If you recall, 2013 was the year San Francisco “blackgaze” band Deafheaven broke out of the underground and into the glamorous world of blog-rock stardom, reaching an audience rarely exposed to the blast beats, tremolo-picked guitar roar and snarling shrieks of black metal. Deafheaven’s second album Sunbather ended 2013 with the highest score on Metacritic, an online review aggregator.

A year later, Relapse began promoting Myrkur’s self-titled debut EP, recommending the mysterious one-woman band to people who liked Ulver, Alcest and, yes, Deafheaven. “This is black metal unlike anything that has been heard before,” the label boasted. The name of the woman behind the music was held back until release day for maximum impact.

It worked. Myrkur was the talk of the extreme metal community in 2014, not only because of the well-oiled rollout, but also because of the band’s principal: Amalie Bruun, a Danish woman, a successful model and a member of a Brooklyn-based pop band. Put simply: Bruun does not look like much like many of the people who’ve made black metal over the past few decades.

Not that that matters one bit. What matters, of course, is Bruun’s music, and on her new sophomore full-length, Mareridt, the music is very good.
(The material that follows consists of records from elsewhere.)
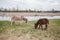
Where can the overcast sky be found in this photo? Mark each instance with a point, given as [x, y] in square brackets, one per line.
[31, 4]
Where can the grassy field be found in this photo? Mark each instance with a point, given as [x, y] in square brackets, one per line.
[26, 31]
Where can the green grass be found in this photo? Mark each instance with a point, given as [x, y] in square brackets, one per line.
[25, 28]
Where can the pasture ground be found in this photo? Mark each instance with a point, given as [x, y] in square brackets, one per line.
[26, 31]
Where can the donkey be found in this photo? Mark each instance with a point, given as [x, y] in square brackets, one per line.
[40, 22]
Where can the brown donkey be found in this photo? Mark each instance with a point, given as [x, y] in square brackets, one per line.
[40, 22]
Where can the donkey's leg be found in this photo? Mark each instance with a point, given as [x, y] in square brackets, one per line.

To be sure, Mareridt (“nightmare” in Danish) also requires patience, as Bruun spends the first half of the album exploring different styles, some decidedly unheavy. The title track (and opener) establishes an eerie vibe, showcasing Bruun’s stratospheric soprano and a folksy tune backed by low rumbles and drones. It’s followed by “Måneblôt,” a deep dive into a maelstrom of feedback, blast beats and demonic hiss, and “The Serpent,” with its march of dark riffs and roiling chorus. In both, Bruun’s spectral voice floats above the fray, unspooling legato melodies to balance the aggression.
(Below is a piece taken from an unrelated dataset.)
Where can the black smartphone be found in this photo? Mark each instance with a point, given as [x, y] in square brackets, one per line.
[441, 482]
Later, “Crown” sets off like a heavy ship into a pitch-black night before evolving into what might be the album’s most easily likeable song: Its gauzy vocal melody recalls Sigur Ros. Its ominous piano sounds like a foggy graveyard. And its dramatic coda would fit snugly into a theater production. If Myrkur is a black metal artist, “Crown” is the sound of her pushing and pulling hard on the genre’s boundaries.

The strongest stretch of Mareridt, however, is three songs on its back end. First up is “Funeral,” a swirl of blackened sludge that moves at the pace of, well, a funeral procession. Here, Bruun is joined by fellow shadow-master Chelsea Wolfe; their drowsy incantations do little to lighten the mood. Next: “Ulvinde,” an early single and a wolf in sheep’s clothing. It spends two minutes being lush and beautiful before making room for strangled screams, serrated guitars and a spine-tingling crescendo that leads nicely into “Gladiatrix,” a massive bundle of muscle and melody and hiss. “Throw me in the lion’s pit,” Bruun sings in the song’s first verse. “Watch me fight for it.”

From her first dip into the extreme underground through today, Bruun has faced attackers on all sides. On Mareridt, she once again turns them away with gloomy grace. For Myrkur, self-actualization lies somewhere beyond black metal. It will be interesting to see how Bruun navigates that journey.